Tasha Dhanraj bites her nails awaiting exam results

I’m completely free now. All of my exams are now fading into a distant memory. Yet, still niggling at the back of my mind is one date: July the sixth. July the sixth is results day. I can’t relax until then. I know there is nothing I can do about it now, but I can’t help but replay every essay I wrote and every question I answered again and again in my head.

Because the International Baccalaureate is so very…. international… it is marked all over the world, hence the results come in very quickly in comparison to A-levels. I have barely a month to wait, but that just means there is no period long enough for my brain to switch off and not have to think about it.

The problem is, none of my exams were disastrous, but I left none of them punching the air and singing ‘The World’s Greatest’ by R.Kelly.

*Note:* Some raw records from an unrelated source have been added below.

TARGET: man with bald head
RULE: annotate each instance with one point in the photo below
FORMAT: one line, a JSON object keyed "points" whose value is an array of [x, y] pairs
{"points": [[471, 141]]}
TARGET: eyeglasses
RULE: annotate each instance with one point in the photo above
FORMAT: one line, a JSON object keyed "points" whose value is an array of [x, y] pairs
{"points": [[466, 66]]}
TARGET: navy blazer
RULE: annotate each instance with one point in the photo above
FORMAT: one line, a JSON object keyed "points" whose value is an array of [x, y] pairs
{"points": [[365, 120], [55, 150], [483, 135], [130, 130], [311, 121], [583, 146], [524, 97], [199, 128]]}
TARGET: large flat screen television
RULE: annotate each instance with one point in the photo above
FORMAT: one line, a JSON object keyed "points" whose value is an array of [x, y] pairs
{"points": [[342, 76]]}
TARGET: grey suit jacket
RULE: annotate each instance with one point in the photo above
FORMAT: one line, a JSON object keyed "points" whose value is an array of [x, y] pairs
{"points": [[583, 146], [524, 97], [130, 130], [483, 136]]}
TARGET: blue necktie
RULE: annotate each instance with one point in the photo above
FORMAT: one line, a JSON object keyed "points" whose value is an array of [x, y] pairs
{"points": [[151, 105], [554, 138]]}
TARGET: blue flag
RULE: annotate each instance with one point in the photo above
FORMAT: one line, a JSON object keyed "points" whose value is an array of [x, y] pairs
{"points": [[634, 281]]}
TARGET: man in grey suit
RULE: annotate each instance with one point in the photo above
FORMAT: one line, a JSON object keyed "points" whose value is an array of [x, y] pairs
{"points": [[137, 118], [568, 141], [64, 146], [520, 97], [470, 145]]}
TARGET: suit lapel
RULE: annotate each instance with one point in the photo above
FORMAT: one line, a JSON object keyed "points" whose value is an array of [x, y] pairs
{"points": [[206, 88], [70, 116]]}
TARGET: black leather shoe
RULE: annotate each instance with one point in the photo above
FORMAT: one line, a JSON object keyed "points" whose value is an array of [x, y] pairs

My exams could completely go either way and then my future will change depending on what is written on a piece of paper that hasn’t even been typed up yet.

“I left none of my exams punching the air, singing ‘The World’s Greatest’ by R. Kelly”

Times like this make me wonder whether I made the right decision to not apply to university until after I’d received my results for the International Baccalaureate. On the one hand, I have no offers to reach. I can just see what I get and then only apply to places I am likely to get into. On the other hand, I have no idea where I might end up going after results day. At least my university bound chums know that they will either go to their first choice or their insurance choice. We’re all suffering from the same terrifying anticipation, but at completely different stages of the process. It is like a game of Deal Or No Deal where I am just about to open the first box, and they are on the last. The only good thing is that we don’t have Noel Edmonds behind us making unhelpful and unfunny jokes.

It’s frustrating, because it is utterly pointless to bite my fingernails hoping that somehow a professor in some random country I’ve never heard of reading my philosophy essay will think “Oh, wait a minute… I have a feeling this girl really wants to do well. I’d better give her a better mark.” I just need to accept this and not let it ruin the only carefree month I have before I have to start seriously thinking about universities in lieu of my exam triumph/disaster.